Nato il 4 marzo 1946 a Gondar, Etiopia, quarto di dieci figli. La madre era una maestra di scuola, il padre uno scrittore e produttore teatrale. Da ragazzo Gerima ha studiato recitazione nella troupe teatrale del padre, specializzata in opere storiche della cultura tradizionale etiope. Nel 1967 Gerima è negli USA per studiare teatro alla Chicago's Godman School of Drama, ma si rende presto conto che le commedie che vede mancano tutte di una presenza nera, oppure la prevedono in ruoli subordinati. “A Chicago il teatro è tutto bianco, tutti i ruoli sono per i bianchi”.

Nel 1969 si sposta all’Università di California (UCLA), la prestigiosa scuola di cinema di Los Angeles. È preso dall’influenza del Black Power Movement che nasce a quell’epoca. “È stato per me il periodo migliore per venire in America, il Movimento Nero mi ha fatto uscire dalla mia sottomessa posizione coloniale. Da allora ho sviluppato il tema del ritorno, del viaggio, tutti i miei film sono sul ritorno. Ho un grosso debito verso quel periodo della storia afroamericana.” I suoi primi lavori sono tutti prodotti durante i suoi primi anni all’UCLA.

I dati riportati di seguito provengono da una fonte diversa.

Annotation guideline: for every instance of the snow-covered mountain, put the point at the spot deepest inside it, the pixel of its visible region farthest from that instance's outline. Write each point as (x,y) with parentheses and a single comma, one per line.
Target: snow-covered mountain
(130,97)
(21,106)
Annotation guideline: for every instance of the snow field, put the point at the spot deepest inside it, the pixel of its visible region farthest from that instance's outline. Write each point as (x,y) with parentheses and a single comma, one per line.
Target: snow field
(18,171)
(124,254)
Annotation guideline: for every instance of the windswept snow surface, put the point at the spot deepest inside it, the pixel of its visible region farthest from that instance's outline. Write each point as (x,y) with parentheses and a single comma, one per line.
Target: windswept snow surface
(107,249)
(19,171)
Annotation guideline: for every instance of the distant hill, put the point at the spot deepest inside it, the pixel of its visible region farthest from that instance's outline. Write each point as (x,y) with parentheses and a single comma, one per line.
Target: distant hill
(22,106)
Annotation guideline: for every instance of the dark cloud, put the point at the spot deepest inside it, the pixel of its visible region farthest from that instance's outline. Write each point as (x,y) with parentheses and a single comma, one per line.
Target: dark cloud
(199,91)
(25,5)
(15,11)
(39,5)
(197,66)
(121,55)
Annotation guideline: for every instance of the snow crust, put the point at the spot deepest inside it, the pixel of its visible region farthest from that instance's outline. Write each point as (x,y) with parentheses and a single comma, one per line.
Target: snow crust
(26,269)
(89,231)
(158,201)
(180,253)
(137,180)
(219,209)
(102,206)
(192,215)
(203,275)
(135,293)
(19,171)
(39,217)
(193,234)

Nel 1976 inizia l’insegnamento alla Howard University (Dipartimento Radio Televisione e Cinema) di Washington, la più grande università afroamericana degli USA, dove per tanti anni e ancora oggi lascia la sua impronta su molti giovani filmmakers, nel segno dell’esplorazione di storie di diaspora africana dal punto di vista africano, correttivo delle storie di schiavitù e delle storie di gente nera come raccontati dal cinema hollywoodiano e commerciale. È padre di 5 figli.

Nel tentativo di porre rimedio al disequilibrio nel sistema di distribuzione, Gerima fonda nel 1982 la Mypheduh Films (MFI), che distribuisce i suoi film e quelli di altri cineasti afroamericani o di origine africana. Con lo stesso intento, nel 1996 Gerima apre anche il Sankofa Video Bookstore. L’autoproduzione e l’autodistribuzione fanno di Gerima un vero regista indipendente e militante: in questo modo ha potuto mantenere il controllo sul contenuto dei suoi film senza cedere a formule dettate da Hollywood.

Riconosciuto tra i maggiori registi indipendenti a livello internazionale, da oltre 35 anni Gerima indaga attraverso il cinema l’identità della cultura del continente africano, la sua Diaspora, gli orrori dello schiavismo, e i disastri del colonialismo. Non a caso “Sankofa”, titolo del suo film più famoso, significa “guardare al passato per andare avanti”.

Ha detto Gerima: “When I was young, At my local theater nothing but American movies played. I felt we [Africans] were savages; I learned from Tarzan that everybody has to go to America to become human”.